When splitting by words, you can ensure that sentence boundaries are respected:

from haystack import Document
from haystack_integrations.components.preprocessors.hanlp import ChineseDocumentSplitter

doc = Document(content=
    "这是第一句话,这是第二句话,这是第三句话。"
    "这是第四句话,这是第五句话,这是第六句话!"
    "这是第七句话,这是第八句话,这是第九句话?"
)

splitter = ChineseDocumentSplitter(
    split_by="word", 
    split_length=10, 
    split_overlap=3, 
    respect_sentence_boundary=True,
    granularity="coarse"
)
splitter.warm_up()
result = splitter.run(documents=[doc])

# Each chunk will end with a complete sentence
for doc in result["documents"]:
    print(f"Chunk: {doc.content}")
    print(f"Ends with sentence: {doc.content.endswith(('。', '!', '?'))}")

With fine granularity

For more detailed word segmentation:

from haystack import Document
from haystack_integrations.components.preprocessors.hanlp import ChineseDocumentSplitter

doc = Document(content="人工智能技术正在快速发展,改变着我们的生活方式。")

splitter = ChineseDocumentSplitter(
    split_by="word", 
    split_length=5, 
    split_overlap=0, 
    granularity="fine"  # More detailed segmentation
)
splitter.warm_up()
result = splitter.run(documents=[doc])
print(result["documents"])

With custom splitting function

You can also use a custom function for splitting:

from haystack import Document
from haystack_integrations.components.preprocessors.hanlp import ChineseDocumentSplitter

def custom_split(text: str) -> list[str]:
    """Custom splitting function that splits by commas"""
    return text.split(",")

doc = Document(content="第一段,第二段,第三段,第四段")

splitter = ChineseDocumentSplitter(
    split_by="function", 
    splitting_function=custom_split
)
splitter.warm_up()
result = splitter.run(documents=[doc])
print(result["documents"])

In a pipeline

Here's how you can integrate ChineseDocumentSplitter into a Haystack indexing pipeline:

from haystack import Pipeline, Document
from haystack.document_stores.in_memory import InMemoryDocumentStore
from haystack.components.converters.txt import TextFileToDocument
from haystack_integrations.components.preprocessors.hanlp import ChineseDocumentSplitter
from haystack.components.preprocessors import DocumentCleaner
from haystack.components.writers import DocumentWriter

# Initialize components
document_store = InMemoryDocumentStore()
p = Pipeline()
p.add_component(instance=TextFileToDocument(), name="text_file_converter")
p.add_component(instance=DocumentCleaner(), name="cleaner")
p.add_component(instance=ChineseDocumentSplitter(
    split_by="word", 
    split_length=100, 
    split_overlap=20, 
    respect_sentence_boundary=True,
    granularity="coarse"
), name="chinese_splitter")
p.add_component(instance=DocumentWriter(document_store=document_store), name="writer")

# Connect components
p.connect("text_file_converter.documents", "cleaner.documents")
p.connect("cleaner.documents", "chinese_splitter.documents")
p.connect("chinese_splitter.documents", "writer.documents")

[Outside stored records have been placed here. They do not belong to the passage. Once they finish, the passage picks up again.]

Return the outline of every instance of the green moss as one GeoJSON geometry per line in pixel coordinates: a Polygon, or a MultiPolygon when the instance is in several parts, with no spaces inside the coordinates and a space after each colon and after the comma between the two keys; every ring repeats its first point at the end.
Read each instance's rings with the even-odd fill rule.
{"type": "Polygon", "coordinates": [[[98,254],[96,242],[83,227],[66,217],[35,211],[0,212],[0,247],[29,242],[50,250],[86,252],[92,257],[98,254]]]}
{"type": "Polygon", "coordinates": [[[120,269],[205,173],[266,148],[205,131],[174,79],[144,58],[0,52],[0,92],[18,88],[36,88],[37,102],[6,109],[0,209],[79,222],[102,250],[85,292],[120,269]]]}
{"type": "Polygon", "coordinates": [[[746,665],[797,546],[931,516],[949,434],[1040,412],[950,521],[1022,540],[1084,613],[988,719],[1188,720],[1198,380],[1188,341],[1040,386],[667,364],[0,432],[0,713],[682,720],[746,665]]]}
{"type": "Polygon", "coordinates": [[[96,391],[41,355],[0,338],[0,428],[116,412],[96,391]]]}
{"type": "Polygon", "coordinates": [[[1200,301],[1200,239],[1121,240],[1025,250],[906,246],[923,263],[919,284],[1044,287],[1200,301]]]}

# Run pipeline with Chinese text files
p.run({"text_file_converter": {"sources": ["path/to/your/chinese/files.txt"]}})

This pipeline processes Chinese text files by converting them to documents, cleaning the text, splitting them into linguistically-aware chunks using Chinese word segmentation, and storing the results in the Document Store for further retrieval and processing.